I think the big legal issue is that Chertoff blasted through 30 environmental and other laws to build the fence, in effect signifying that laws are enforceable...but only when they don't get in the way. Add the prospect of UT-Brownsville being cut in half, the unknown extent of impact on the desert ecosystem and wildlife, and you have a recipe for some pretty heated opposition.
Not a very good example for the US Government to set for its own citizens.

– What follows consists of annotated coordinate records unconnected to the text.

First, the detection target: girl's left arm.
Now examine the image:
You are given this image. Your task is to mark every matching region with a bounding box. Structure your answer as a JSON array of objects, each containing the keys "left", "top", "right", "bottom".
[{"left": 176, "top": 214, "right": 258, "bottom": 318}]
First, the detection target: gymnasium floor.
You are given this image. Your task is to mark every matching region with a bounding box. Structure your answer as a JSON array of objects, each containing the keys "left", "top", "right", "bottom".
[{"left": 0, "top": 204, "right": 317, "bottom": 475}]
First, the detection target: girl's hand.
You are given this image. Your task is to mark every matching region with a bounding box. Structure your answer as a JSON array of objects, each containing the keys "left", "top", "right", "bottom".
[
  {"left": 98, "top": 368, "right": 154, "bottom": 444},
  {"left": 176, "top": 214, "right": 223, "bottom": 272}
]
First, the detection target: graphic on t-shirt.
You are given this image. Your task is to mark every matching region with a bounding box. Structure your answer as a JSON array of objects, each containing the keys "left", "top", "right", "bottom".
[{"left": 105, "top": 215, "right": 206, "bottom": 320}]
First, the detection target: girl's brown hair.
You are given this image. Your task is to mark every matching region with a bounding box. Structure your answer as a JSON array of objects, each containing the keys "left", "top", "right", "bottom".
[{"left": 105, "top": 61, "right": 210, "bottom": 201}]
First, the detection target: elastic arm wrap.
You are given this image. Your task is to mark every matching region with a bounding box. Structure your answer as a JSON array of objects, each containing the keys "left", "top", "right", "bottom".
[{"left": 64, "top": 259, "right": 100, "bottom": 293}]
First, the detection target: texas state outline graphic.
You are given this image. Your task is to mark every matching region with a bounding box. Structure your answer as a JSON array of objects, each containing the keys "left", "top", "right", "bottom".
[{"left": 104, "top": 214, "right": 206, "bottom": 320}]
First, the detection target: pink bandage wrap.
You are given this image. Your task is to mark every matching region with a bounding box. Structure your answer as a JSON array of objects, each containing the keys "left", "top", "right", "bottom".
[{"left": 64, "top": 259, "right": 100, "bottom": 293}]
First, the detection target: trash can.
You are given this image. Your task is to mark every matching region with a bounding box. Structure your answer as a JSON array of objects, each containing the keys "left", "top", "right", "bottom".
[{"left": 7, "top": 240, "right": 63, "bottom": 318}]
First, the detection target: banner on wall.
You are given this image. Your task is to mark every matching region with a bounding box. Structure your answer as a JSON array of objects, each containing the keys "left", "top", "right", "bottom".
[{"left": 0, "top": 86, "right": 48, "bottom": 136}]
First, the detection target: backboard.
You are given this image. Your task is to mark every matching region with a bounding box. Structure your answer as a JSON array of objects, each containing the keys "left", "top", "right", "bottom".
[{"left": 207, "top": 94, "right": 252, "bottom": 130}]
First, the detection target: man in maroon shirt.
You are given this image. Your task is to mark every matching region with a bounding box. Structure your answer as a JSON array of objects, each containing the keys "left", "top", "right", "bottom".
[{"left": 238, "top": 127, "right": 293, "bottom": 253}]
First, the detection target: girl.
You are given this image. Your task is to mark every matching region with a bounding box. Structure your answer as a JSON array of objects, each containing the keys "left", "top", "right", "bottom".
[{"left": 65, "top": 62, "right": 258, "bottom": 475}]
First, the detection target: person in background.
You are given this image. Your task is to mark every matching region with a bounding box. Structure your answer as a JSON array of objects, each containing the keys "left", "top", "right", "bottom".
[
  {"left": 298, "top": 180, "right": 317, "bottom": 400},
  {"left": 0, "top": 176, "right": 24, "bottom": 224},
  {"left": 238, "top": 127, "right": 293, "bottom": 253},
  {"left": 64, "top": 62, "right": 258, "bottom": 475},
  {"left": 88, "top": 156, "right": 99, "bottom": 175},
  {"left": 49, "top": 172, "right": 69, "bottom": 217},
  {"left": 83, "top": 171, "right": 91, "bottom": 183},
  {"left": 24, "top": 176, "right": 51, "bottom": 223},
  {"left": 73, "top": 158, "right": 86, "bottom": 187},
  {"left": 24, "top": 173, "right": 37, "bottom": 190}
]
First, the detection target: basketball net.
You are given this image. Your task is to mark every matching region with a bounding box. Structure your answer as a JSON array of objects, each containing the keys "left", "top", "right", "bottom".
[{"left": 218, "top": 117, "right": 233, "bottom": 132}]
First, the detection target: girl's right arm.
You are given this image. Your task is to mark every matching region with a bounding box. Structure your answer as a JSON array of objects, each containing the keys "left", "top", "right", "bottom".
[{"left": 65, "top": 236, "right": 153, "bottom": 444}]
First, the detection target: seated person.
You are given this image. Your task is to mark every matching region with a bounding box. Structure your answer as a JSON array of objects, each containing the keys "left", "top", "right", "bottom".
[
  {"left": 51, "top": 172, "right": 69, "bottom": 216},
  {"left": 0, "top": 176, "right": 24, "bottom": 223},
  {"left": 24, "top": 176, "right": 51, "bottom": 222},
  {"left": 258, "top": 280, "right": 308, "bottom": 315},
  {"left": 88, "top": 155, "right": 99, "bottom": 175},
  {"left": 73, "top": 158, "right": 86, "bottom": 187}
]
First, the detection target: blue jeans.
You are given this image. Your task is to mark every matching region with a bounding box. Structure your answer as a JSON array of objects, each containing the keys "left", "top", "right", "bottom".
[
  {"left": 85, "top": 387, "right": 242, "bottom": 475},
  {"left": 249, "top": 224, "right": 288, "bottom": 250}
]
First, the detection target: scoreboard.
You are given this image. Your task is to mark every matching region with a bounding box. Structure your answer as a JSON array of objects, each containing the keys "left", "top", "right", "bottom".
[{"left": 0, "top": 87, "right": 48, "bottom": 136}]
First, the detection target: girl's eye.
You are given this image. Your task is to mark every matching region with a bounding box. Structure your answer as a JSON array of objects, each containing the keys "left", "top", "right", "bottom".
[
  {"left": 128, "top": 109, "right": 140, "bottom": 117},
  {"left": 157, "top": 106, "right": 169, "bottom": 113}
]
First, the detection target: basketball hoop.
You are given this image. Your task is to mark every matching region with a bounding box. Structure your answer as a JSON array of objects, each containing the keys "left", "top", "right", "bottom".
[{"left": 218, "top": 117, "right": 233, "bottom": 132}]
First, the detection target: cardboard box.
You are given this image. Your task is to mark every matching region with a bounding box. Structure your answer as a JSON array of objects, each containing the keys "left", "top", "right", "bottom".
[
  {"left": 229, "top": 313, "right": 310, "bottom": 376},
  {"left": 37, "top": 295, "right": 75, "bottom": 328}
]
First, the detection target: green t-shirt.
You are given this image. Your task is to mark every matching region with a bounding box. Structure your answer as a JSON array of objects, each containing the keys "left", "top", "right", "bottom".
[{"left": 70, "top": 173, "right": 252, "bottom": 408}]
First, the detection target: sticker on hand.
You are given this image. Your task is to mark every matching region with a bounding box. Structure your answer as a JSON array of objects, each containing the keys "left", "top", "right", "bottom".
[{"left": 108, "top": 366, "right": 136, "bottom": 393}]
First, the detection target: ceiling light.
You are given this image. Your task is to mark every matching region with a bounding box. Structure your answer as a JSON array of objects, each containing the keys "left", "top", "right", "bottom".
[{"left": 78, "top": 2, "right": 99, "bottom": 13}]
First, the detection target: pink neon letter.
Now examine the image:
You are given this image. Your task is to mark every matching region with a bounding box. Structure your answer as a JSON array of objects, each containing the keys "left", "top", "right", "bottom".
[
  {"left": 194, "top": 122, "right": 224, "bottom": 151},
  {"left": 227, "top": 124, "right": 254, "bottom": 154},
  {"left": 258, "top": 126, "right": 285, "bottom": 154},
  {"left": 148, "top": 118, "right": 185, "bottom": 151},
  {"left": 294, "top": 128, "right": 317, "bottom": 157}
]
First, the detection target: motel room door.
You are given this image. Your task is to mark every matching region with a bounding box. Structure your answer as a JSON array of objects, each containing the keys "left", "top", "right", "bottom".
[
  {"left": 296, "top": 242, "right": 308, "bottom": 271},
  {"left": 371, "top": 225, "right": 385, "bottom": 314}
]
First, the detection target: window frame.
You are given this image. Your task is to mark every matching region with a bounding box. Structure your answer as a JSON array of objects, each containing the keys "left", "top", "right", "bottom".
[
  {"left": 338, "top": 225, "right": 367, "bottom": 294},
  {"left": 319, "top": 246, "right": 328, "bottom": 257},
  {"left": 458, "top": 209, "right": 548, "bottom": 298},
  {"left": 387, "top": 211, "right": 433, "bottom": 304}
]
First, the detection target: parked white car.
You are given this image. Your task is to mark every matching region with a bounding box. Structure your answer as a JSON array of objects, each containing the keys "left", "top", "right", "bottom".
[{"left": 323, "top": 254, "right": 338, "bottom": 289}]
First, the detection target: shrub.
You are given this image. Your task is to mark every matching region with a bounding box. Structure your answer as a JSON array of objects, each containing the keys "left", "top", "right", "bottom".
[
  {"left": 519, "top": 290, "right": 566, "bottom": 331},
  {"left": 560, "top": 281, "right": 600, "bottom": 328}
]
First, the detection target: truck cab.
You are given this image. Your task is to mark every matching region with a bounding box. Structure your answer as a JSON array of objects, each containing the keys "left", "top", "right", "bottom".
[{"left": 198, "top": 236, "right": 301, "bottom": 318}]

The same can be said about the Mexican government who hand out maps while encouraging their illegal aliens to breach our borders:
Desert Invasion - U.S.
Crossers burying border in garbage - Despite cleanups, trash along smuggling routes piles up faster than ever
By Tony Davis, Arizona Daily Star
July 30, 2006
Crossers burying border in garbage | www.azstarnet.com ® (http://www.azstarnet.com/sn/border/140004 - broken link)
After three years of cleanups, the federal government has achieved no better than a 1 percent solution for the problem of trash left in Southern Arizona by illegal border-crossers.
Cleanup crews from various agencies, volunteer groups and the Tohono O'odham Nation hauled about 250,000 pounds of trash from thousands of acres of federal, state and private land across Southern Arizona in 2002 to 2005, says the U.S. Bureau of Land Management.
But that's only a fraction of the nearly 25 million pounds of trash thought to be out there.